The Trump administration just shot its legal case against congestion pricing in the foot.
Attorneys for the Federal Highway Administration late yesterday mistakenly filed an internal memo that bluntly concedes that the agency’s case is weak and “very unlikely” to win. The 11-page document, filed into the New York federal court record as part of the MTA’s lawsuit challenging a federal order to kill the toll, also revealed another potential legal strategy for the agency to pursue.

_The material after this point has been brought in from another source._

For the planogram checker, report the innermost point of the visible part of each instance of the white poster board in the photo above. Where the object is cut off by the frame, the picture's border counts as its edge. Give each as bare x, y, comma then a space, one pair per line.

Assistant U.S. Attorneys Dominika Tarczynska, David Farber and Christine Poscablo admit in the memo, dated April 11, that they “have been unable to identify a compelling legal argument” to support U.S. Transportation Secretary Sean Duffy’s claim that the toll violates federal law because it does not provide a toll-free option and that the program’s fees have been improperly set to raise revenue for the MTA over reducing congestion. The attorneys explain in their memo that existing case law contradicts Duffy’s claims and “undercuts” the federal government’s case.
“It appears that other than the Secretary’s decision itself, there is no other material supporting or explaining the DOT’s change of position,” the attorneys wrote. “It is unlikely that Judge [Lewis] Liman or further courts of review will accept the argument that [congestion pricing] was not a statutorily authorized [program].”
In fact, the attorneys warn that the “thin administrative record” will likely lead the MTA to request that U.S. DOT produce additional emails and depositions from agency officials, including Duffy, to shed light on the reasoning behind the agency’s sudden order to shut down the toll. Such disclosures could be especially damaging to the federal government’s case, the letter notes, because there is “very little written justification” for the agency order.
The federal government filed a memo Thursday morning requesting that Judge Liman remove or permanently seal the “inadvertently filed” document from the court record because it is an attorney-client privileged communication. As of Thursday midday, the memo is no longer listed in the online court record.
Michael Gerrard, an environmental lawyer and founder of Columbia University’s Sabin Center for Climate Change Law, described the mistaken upload of the frank memo as “a classic bonehead move.”
“A lawyer would get in a lot of trouble for this,” Gerrard said in an interview. “It surprised me that they put in writing how weak their theories are. Posting a confidential strategy document on the court docket is like including a magazine editor in your Signal chat.”
The trio of U.S. Department of Justice attorneys also argued that the Trump administration should instead make the case that existing law allows the federal government to simply end its agreement to greenlight the toll because congestion pricing no longer fits with his agency’s priorities. But there’s also a snag with that approach, say the attorneys, because such federal agreements do not have “any explicit termination provisions, which may make this argument more difficult.”
Gerrard described the strategy as “shaky” and said it would very likely elicit additional lawsuits from New York and others that would drag on for months.
In the meantime, Gov. Kathy Hochul’s administration filed paperwork asking federal Judge Lewis Liman, who is overseeing the MTA’s lawsuit, to block the Trump administration from taking any retaliatory action to withhold federal funds and approvals for New York projects while the case works its way through court. The lawsuit isn’t expected to be resolved until at least the fall.